It’s not every day you hear a sheng played by a virtuoso – at least, not in Birmingham. This Chinese instrument looks to western eyes like a miniature organ played through a bassoon mouthpiece. It sounds something like an accordion. And sensitively played by the Beijing-trained Lei Jia, it was the centrepiece of this first ever Birmingham concert by the Guangzhou Symphony Orchestra under its music director of 14 years, Long Yu.

Strictly speaking, Jia shared the limelight with cellist Jian Wang; the work in question, Duo by Lin Zhao, is effectively a double concerto for sheng, cello and orchestra. Inspired by the ancient Chinese story of the monk Xuanzang’s journey to the West (remember the 1970s TV series Monkey?), it’s a lush, lyrical score with melancholy overtones, and Wang in particular played it with sincerity and considerable refinement. After the interval came another discovery (for me, anyway): Xiaogang Ye’s Cantonese Suite. The subtle, fantastic orchestral colourings of these four instantly-appealing settings of Cantonese folk melodies sounded uncannily French; the finale, Thunder in Drought, was a dead ringer for Ravel’s Laideronnette.

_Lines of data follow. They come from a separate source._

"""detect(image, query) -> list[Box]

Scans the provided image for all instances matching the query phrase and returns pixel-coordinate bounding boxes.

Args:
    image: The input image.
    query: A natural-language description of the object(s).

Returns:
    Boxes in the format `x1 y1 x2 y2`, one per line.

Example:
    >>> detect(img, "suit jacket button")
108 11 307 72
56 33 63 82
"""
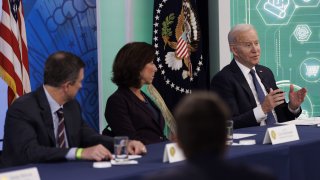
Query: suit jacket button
160 137 163 140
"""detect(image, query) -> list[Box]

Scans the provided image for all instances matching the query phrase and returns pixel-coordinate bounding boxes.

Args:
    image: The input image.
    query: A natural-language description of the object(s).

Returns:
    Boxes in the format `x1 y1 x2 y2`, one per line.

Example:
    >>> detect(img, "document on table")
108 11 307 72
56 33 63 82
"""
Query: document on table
278 117 320 126
233 133 256 139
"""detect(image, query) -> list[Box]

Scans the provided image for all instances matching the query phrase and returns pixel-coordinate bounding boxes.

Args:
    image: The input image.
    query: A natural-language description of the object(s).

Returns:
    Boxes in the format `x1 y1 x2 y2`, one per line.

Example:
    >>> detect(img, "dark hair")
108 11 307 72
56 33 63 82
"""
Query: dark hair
112 42 156 88
174 91 230 159
44 51 85 87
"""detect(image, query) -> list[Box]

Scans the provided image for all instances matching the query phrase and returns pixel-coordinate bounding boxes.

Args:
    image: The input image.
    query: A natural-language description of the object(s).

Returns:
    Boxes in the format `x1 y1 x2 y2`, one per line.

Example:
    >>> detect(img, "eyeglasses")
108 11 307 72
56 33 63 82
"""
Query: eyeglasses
230 41 260 49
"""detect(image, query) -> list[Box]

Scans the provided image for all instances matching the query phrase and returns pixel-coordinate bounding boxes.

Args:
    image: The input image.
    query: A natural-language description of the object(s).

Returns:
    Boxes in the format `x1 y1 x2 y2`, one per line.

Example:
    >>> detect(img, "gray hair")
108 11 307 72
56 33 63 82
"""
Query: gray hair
228 24 256 44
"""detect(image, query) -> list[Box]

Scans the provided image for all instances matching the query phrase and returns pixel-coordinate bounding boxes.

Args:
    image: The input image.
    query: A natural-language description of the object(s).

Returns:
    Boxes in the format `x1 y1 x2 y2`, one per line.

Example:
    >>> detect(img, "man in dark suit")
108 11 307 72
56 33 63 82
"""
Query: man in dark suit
146 91 276 180
211 24 307 129
2 51 146 167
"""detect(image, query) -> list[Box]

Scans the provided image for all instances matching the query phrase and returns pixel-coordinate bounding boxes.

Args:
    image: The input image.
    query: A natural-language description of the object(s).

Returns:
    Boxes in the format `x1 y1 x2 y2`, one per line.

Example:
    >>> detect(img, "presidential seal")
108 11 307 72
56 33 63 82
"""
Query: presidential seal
153 0 205 94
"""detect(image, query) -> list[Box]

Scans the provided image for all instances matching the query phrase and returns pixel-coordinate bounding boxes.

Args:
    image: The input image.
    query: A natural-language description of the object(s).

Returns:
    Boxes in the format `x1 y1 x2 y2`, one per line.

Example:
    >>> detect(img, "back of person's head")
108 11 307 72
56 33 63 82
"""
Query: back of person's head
174 91 230 159
112 42 155 88
228 24 257 44
44 51 85 87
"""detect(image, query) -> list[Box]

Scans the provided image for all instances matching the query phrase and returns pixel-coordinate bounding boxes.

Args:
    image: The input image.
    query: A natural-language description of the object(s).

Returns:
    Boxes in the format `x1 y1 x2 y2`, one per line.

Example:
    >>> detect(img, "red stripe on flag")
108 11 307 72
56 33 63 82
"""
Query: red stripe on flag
0 53 24 95
0 24 23 64
176 36 189 58
0 0 30 105
2 0 9 13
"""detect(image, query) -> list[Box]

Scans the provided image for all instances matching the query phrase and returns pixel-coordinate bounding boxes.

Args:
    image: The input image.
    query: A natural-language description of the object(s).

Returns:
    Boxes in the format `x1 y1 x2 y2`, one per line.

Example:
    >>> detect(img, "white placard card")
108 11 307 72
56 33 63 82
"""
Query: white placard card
163 142 185 163
263 124 299 145
0 167 40 180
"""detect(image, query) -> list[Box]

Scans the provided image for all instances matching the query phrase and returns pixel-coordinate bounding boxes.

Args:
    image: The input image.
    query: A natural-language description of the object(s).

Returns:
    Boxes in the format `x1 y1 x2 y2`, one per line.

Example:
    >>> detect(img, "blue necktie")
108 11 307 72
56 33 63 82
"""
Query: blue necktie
249 69 276 124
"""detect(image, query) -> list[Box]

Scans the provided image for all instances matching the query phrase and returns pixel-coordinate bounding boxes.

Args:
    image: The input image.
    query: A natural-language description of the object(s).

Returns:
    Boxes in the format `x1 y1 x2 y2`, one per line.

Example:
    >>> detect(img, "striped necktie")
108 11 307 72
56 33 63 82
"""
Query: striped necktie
56 108 66 148
249 69 276 124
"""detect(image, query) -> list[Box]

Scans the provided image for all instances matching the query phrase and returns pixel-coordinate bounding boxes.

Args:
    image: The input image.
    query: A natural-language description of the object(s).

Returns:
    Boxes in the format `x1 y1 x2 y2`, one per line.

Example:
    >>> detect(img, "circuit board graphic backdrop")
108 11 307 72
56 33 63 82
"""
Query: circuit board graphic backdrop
231 0 320 118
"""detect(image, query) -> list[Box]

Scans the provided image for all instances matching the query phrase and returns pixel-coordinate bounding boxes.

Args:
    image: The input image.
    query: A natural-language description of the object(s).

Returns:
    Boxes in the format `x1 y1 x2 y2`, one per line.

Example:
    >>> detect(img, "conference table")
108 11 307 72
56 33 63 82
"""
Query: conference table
228 125 320 180
1 125 320 180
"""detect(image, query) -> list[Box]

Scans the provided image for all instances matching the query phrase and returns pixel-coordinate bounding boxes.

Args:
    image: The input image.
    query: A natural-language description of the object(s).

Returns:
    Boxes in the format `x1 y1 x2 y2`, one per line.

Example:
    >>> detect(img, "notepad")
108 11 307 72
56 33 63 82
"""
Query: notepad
111 160 138 165
233 133 256 139
111 154 142 160
278 117 320 126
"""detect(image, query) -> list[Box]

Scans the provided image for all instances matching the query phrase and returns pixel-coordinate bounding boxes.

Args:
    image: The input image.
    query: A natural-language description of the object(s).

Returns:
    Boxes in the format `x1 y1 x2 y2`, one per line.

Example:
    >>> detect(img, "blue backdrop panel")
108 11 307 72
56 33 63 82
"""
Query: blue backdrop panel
24 0 99 131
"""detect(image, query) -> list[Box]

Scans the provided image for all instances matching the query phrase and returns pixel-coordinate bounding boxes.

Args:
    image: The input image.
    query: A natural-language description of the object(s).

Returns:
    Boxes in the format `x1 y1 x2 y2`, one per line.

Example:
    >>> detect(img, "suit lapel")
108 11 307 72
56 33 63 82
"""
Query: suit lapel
63 104 74 146
230 60 256 105
36 87 56 145
125 88 162 128
255 66 270 93
144 94 164 128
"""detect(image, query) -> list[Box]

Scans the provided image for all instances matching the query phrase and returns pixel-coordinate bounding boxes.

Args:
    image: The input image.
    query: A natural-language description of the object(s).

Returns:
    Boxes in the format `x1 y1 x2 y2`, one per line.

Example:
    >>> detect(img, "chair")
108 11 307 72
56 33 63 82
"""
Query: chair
102 125 115 137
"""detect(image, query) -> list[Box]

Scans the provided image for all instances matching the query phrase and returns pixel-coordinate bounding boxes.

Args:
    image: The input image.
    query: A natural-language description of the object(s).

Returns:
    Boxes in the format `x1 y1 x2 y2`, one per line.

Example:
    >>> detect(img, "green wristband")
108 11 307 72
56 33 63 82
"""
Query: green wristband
76 148 83 159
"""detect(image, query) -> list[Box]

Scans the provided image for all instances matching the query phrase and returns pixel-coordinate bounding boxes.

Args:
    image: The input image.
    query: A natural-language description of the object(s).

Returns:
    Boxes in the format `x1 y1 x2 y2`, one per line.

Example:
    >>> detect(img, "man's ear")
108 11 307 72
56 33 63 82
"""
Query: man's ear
61 81 71 90
230 45 238 57
229 45 233 52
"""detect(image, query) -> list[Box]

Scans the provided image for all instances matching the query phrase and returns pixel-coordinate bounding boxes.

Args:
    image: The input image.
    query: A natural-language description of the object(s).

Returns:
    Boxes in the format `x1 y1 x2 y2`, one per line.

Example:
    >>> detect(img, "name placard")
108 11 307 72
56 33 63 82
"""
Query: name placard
263 124 299 145
0 167 40 180
163 142 185 163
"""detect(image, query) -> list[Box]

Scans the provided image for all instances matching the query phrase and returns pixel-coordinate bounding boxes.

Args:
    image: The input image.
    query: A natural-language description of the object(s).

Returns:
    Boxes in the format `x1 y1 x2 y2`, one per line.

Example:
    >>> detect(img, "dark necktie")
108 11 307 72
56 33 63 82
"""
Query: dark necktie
56 108 66 148
249 69 276 124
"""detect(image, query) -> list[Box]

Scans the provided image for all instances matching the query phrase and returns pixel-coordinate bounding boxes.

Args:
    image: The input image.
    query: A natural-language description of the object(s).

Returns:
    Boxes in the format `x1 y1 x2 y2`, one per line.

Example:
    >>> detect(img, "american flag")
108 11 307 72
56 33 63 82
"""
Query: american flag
0 0 30 105
176 32 189 58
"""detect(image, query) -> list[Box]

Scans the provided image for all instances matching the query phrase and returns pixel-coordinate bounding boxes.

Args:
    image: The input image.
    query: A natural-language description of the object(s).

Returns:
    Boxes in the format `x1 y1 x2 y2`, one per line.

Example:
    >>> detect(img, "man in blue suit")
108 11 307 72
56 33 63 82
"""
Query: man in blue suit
211 24 307 129
2 51 146 167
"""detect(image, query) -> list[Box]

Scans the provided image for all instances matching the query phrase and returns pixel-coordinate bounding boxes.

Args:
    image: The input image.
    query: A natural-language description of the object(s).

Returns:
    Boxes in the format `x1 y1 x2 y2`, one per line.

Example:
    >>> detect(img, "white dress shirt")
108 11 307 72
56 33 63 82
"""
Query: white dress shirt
43 85 77 160
235 60 278 126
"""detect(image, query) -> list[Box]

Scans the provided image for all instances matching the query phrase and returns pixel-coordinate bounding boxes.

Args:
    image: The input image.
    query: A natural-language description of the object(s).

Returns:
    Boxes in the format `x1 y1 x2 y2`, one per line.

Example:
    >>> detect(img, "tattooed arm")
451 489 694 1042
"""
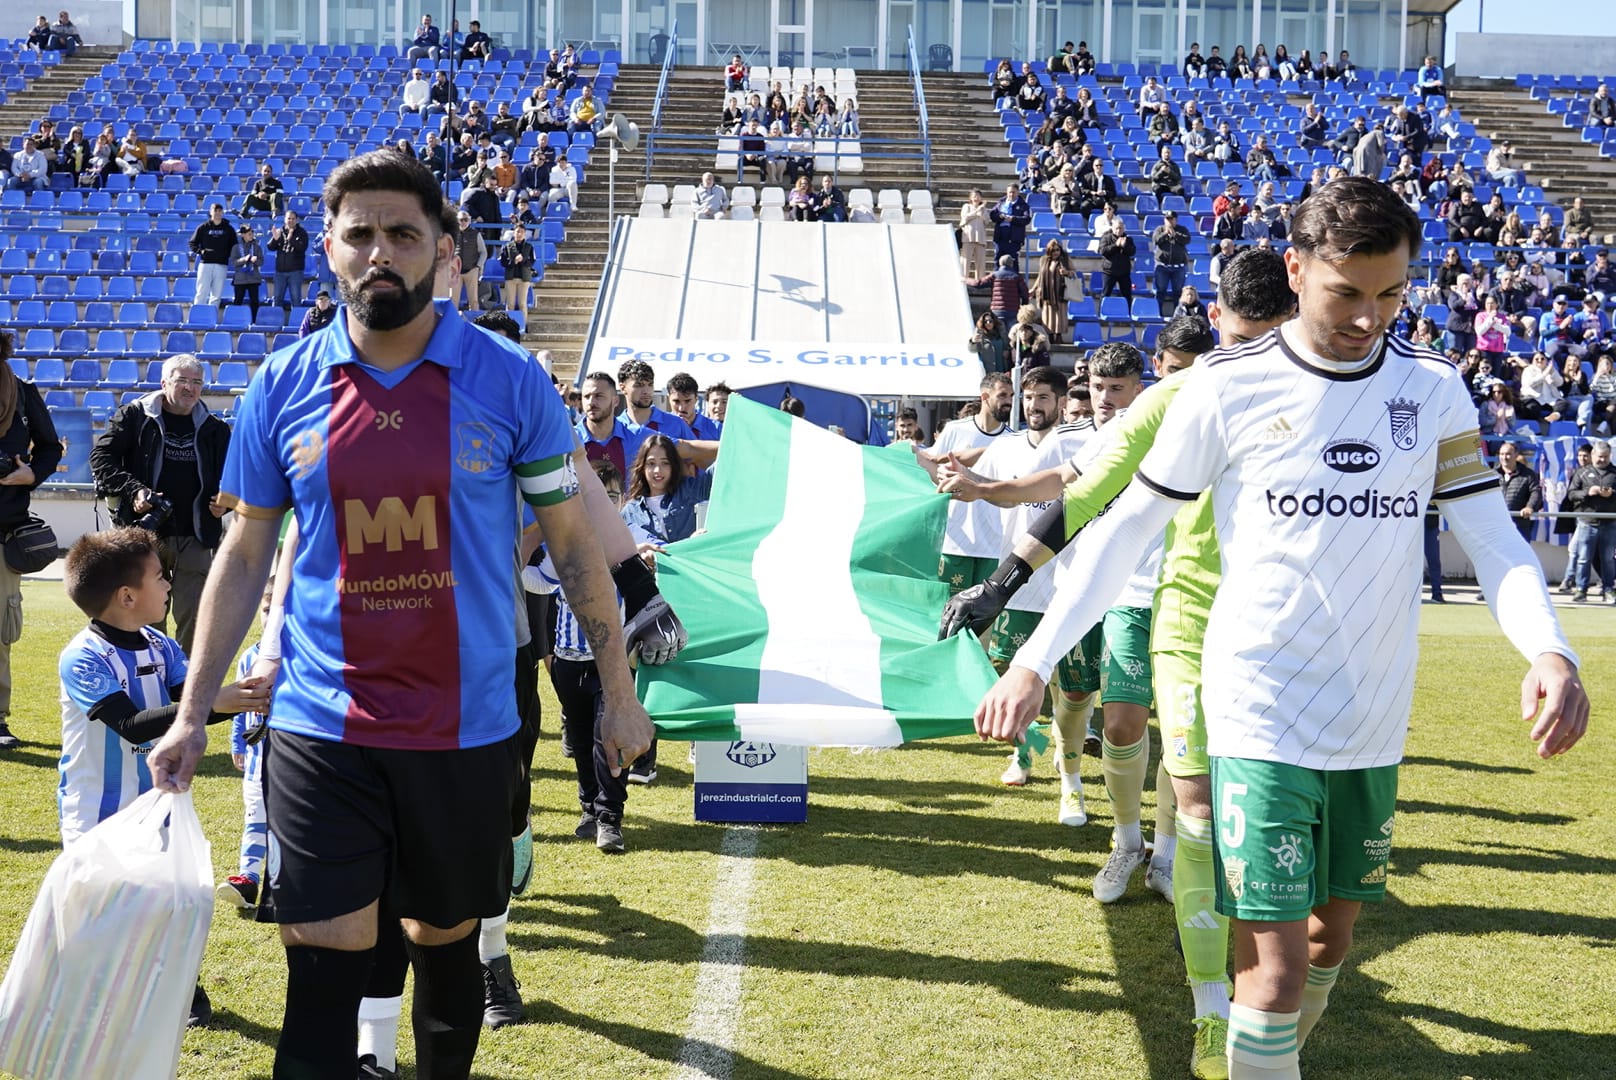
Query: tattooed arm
535 491 655 775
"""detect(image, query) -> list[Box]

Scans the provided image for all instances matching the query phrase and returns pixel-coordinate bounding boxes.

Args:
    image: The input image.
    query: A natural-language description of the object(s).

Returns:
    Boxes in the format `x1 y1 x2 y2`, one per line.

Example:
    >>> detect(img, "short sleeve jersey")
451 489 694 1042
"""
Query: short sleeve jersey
1135 329 1494 770
975 424 1089 613
577 417 649 480
58 624 188 842
933 417 1009 557
220 304 577 751
620 405 697 441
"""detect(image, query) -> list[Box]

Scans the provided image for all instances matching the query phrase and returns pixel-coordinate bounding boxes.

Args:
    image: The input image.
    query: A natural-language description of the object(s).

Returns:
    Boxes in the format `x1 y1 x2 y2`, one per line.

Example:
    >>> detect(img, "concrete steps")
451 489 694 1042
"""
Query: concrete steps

Both these works were GSO commissions – and how refreshing, amidst the endless parade of Tchaikovsky-touting Russian orchestras and Czech bands with their inevitable New Worlds, to encounter a touring orchestra with a bit of imagination and daring. The risk paid off handsomely; and the GSO’s brilliantly colourful playing carried over into a vivid account of Stravinsky’s 1919 Firebird suite and a disarmingly fresh and forthright performance of Britten’s Four Sea Interludes. Wonderful, too, to see the players smiling and swaying in two deliciously-played encores based on Chinese folk melodies. Who says all orchestras sound the same these days?